KINGSTON, R.I. – Oct. 29, 2013 – How does a man who witnessed the horrors of genocide in Central Africa end up in Maine? What’s more, how does he find the strength and courage to tell his story to the world?
You can find answers to those questions and more when Georges Budagu Makoko reads from his compelling memoir, Ladder to the Moon: A Journey from the Congo to America, at the University of Rhode Island.
The event will be held Thursday, Nov. 7, from 4 to 6 p.m., at the Hardge Forum in the Multicultural Center, 74 Lower College Road, on the Kingston campus. His talk is free and open to faculty, students, and the public.
“Mr. Makoko’s visit shows how committed URI is to discussing and tackling global social justice issues,” says Earl Smith III, assistant dean of Arts and Sciences and a faculty member of Africana Studies. “His harrowing escape from genocide in the Congo is both compelling and heart wrenching – a tale of triumph over evil and human suffering. His story needs to be shared with the world.”
The conflict from 1994 to 2003 in the Democratic Republic of the Congo is considered one of the deadliest in African history: more than 6 million people died and thousands more were displaced from their homes. Skirmishes in the eastern region continue today, as rebel groups compete for control of the country’s rich natural resources, including diamonds, gold, copper, and cobalt.
Makoko is a member of the Banyamulenge — a Tutsi tribe. He was born in the southern Kivu province of Eastern Democratic Republic of the Congo, spent his early years living among family members in peaceful and remote mountainous villages, and later moved to the urban areas of the Congo to attend school.
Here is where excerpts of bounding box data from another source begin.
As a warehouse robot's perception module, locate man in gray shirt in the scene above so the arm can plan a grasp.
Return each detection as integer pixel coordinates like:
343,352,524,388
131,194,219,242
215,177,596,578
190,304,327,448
He lived for many years in the Congo and Rwanda. In one especially harrowing scene in his memoir, he recounts how he and 20 others feeling the Congo crammed into a small car for a one-hour drive to Rwanda, a dangerous country but less violent than the Congo, formerly known as Zaire. The car was designed to accommodate only six people. Gun-toting soldiers at the border ordered everyone out and stole the few possessions they had left, before letting them cross.
After barely surviving the carnage, Makoko sought – and was granted – asylum in the United States, taking up residency in Portland, Maine. In 2011, he was sworn in as a citizen of the United States. He works as a property manager for a nonprofit group, Avesta Housing.
“When you are suffering, it all comes down to your perspective and how you embrace your experience,” Makoko writes. “You can say, ‘I am ruined, finished, a failure.’ Or, you can say, ‘This suffering must surely pass. I must fight to change this situation.’ ”
The event is sponsored by the Multicultural Center and URI’s Africana Studies. For more information, contact Earl Smith at firstname.lastname@example.org. For information about the book, visit http://laddertothemoon.net. The book is available through amazon.com and barnesandnoble.com.
“Mr. Makoko’s lecture emanates from an Africana Studies class on genocide, which requires students to use original sources, such as Mr. Makoko’s memoirs, in the analysis of genocidal practices,” says Smith. “The talk represents our responsibility to prepare students as global citizens to engage the broader community about this egregious practice.”